India has scrapped a 20 per cent sugar export tax, a government source said on Tuesday, to help boost overseas sales in a year of surplus production. Last week, Reuters reported that India, the world's biggest consumer of sugar, would axe the export tax and then make it compulsory for mills to export a combined 2 mt to 3 mt to cut bulging stocks at home.
The country is likely to produce a record 29.5 million tonnes of sugar in the 2017/18 season ended on September 30, up 45 per cent from the previous year, pulling down local prices more than 15 per cent over the past six months.
Shares of sugar companies such as Balrampur Chini Mills Ltd , Dalmia Bharat Sugar and Industries Ltd and Shree Renuka Sugars Ltd rose by as much as 5 per cent on Tuesday afternoon after the announcement.

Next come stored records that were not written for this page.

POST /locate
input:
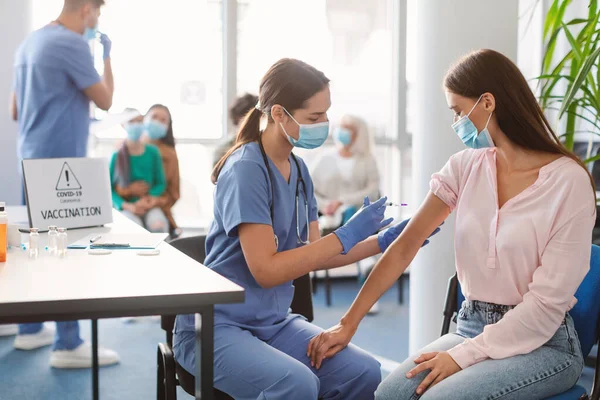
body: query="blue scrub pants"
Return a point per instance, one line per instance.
(67, 333)
(249, 368)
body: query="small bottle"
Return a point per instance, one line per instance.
(52, 240)
(34, 242)
(61, 242)
(3, 232)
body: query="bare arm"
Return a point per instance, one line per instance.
(398, 257)
(395, 260)
(271, 268)
(102, 92)
(12, 107)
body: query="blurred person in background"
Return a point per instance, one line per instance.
(237, 112)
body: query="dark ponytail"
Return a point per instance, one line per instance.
(288, 83)
(249, 132)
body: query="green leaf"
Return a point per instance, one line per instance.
(581, 77)
(550, 18)
(573, 43)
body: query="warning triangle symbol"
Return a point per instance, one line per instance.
(67, 179)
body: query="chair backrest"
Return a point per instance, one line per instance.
(587, 310)
(586, 313)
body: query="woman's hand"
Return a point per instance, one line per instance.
(441, 364)
(328, 343)
(138, 189)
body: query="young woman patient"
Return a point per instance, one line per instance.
(525, 209)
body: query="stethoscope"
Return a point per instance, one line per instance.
(299, 181)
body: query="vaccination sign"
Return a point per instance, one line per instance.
(67, 192)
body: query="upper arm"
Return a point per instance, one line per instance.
(100, 95)
(13, 106)
(445, 184)
(428, 217)
(258, 245)
(79, 66)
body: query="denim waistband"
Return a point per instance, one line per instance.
(476, 305)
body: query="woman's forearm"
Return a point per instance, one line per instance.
(385, 273)
(288, 265)
(366, 248)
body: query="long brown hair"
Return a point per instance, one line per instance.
(288, 83)
(517, 110)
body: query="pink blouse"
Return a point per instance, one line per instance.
(532, 253)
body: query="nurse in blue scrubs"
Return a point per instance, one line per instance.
(265, 234)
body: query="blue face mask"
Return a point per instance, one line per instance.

The move to scrap the tax helps to improve local sentiment, but lower global prices could make it difficult for India to sell on the world market, said a Mumbai-based dealer with a global trading firm who was not authorised to speak to media.
Pakistan, which has decided to give subsidies for sugar exports, is selling the sweetener at $340 per tonne, a price India would find difficult to match, said the dealer.
India's current domestic price for sugar is $460 a tonne, free on board.
In late January, Pakistan increased the amount of sugar eligible for export subsidies to 2 million tonnes from 500,000 tonnes to reduce its own excess supplies.
If the global market continues to be unattractive for Indian exporters, New Delhi could consider giving incentives to sugar mills to export, government officials told Reuters last week, without giving any details on what they might be.
India could impose a tax on local sales of sugar and use this fund to give incentives for exports, they said.
Indian mills could also find it difficult to export large quantities of sugar this season as most mills have already produced the refined white variety by now.
The world market needs more raw sugar than refined, so exports from India could be rather limited this year, industry officials said.
India's sugar season runs from October to September, but cane crushing gathers momentum around December and tapers off by March and April.